A group of large industrial electric customers and advocates for the poor pressed the high court Friday to undo the law. They said the General Assembly had improperly stripped state regulators of their ability to lower higher-than-necessary rates of electric monopolies Dominion Resources and Appalachian Power, a move that violated the Virginia Constitution and was hurting customers.

But Democratic Attorney General Mark Herring’s office argued the other side, saying the General Assembly was within its constitutional powers to suspend rate adjustments even if it was bad public policy.

The Virginia Supreme Court is expected to announce its decision within a few months. Justices questioned both sides’ arguments, but there were no obvious indications how the majority would decide.

Overturning the law could have serious implications for ratepayers’ bills and electric utilities’ bottom lines.

Dominion helped usher through the 2015 law, saying it was needed to provide rate stability in the face of potentially expensive federal carbon emission rules. The company has also stressed that other parts of the law have increased solar energy production and provided aid to low-income electric users.

But critics have called the law a giveaway of potentially $1 billion or more to shareholders of the company, which is among the most politically powerful corporations in Virginia.

A subsidiary of Dominion provides power for about two-thirds of the state, while Appalachian Power covers the state’s western third.

The law shields companies from having to give refunds or lower their rates for several years even if regulators have found their base rates - which make up a majority of a customer’s bills - are too high.
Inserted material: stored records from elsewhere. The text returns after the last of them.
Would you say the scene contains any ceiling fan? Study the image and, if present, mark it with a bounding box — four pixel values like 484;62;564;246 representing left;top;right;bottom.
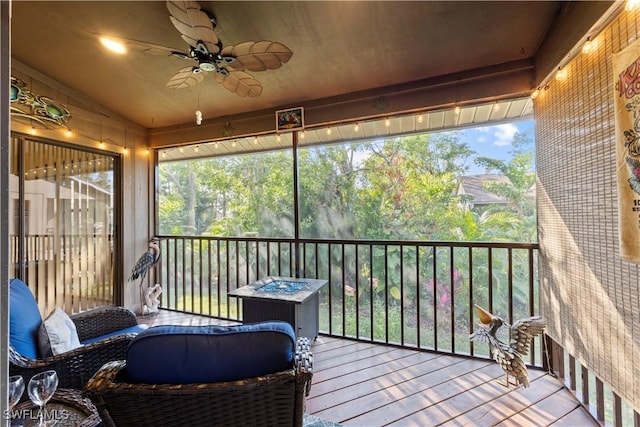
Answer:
104;0;293;97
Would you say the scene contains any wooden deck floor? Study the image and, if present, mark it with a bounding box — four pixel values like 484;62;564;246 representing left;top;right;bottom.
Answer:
141;311;599;427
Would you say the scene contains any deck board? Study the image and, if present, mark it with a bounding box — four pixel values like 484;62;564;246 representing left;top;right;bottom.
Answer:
141;311;599;427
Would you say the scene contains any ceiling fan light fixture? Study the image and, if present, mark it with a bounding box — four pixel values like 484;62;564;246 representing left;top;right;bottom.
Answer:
200;62;216;71
100;37;127;55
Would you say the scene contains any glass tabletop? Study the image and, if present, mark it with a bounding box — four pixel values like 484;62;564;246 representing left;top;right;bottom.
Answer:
11;389;102;427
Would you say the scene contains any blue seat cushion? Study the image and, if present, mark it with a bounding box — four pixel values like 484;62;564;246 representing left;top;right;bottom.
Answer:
9;279;42;359
80;324;149;345
127;321;296;384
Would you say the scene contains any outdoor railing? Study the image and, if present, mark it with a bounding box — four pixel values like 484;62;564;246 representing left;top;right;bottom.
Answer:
156;236;544;365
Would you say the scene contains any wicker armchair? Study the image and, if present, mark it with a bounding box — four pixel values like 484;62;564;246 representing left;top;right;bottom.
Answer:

During the same period, it also bars utilities from raising their base rates if they aren’t enough to cover their costs.

The State Corporation Commission found in both companies’ most recent base rate cases that they were overearning. Using SCC figures, an energy consulting firm’s calculated that the 2015 law added $68 a year to a typical Dominion residential customer’s bill, while a typical Appalachian Power customer is paying $45 a year too much.

Former Republican Attorney General Ken Cuccinelli, who represented the Virginia Poverty Law Center in opposing the 2015 law, said lower-income Virginians can’t afford to be paying higher-than-necessary electric bills because of “crony capitalism.” He was joined by former Attorney General Andrew P. Miller, who criticized Herring for accepting large donations from Dominion while siding with the company in this case.

“When you have that type of money being contributed to a candidate, there’s some reasonable expectation of some type of return. And I frankly think what you see today is an example of that type of return,” said Miller, a Democrat who served in office in the 1970s.

Dominion has given Herring, whose office spoke out against the law while it was being debated by lawmakers, about $50,000 since 2014.

Herring spokesman Michael Kelly said the Democratic attorney general “has stood up for consumers time and again” and still thinks the 2015 law is bad policy. But Kelly said whether the General Assembly exceeded its authority “is a separate question.”

Dominion’s political influence has been under the microscope lately as candidates in Virginia’s closely watched race for governor have taken aim the company. Democrat Tom Perriello and Republican Corey Stewart have both promised to limit the company’s political influence if elected. And 54 non-incumbent Democrats running for the state House recently pledged not to accept any political contributions from the energy giant.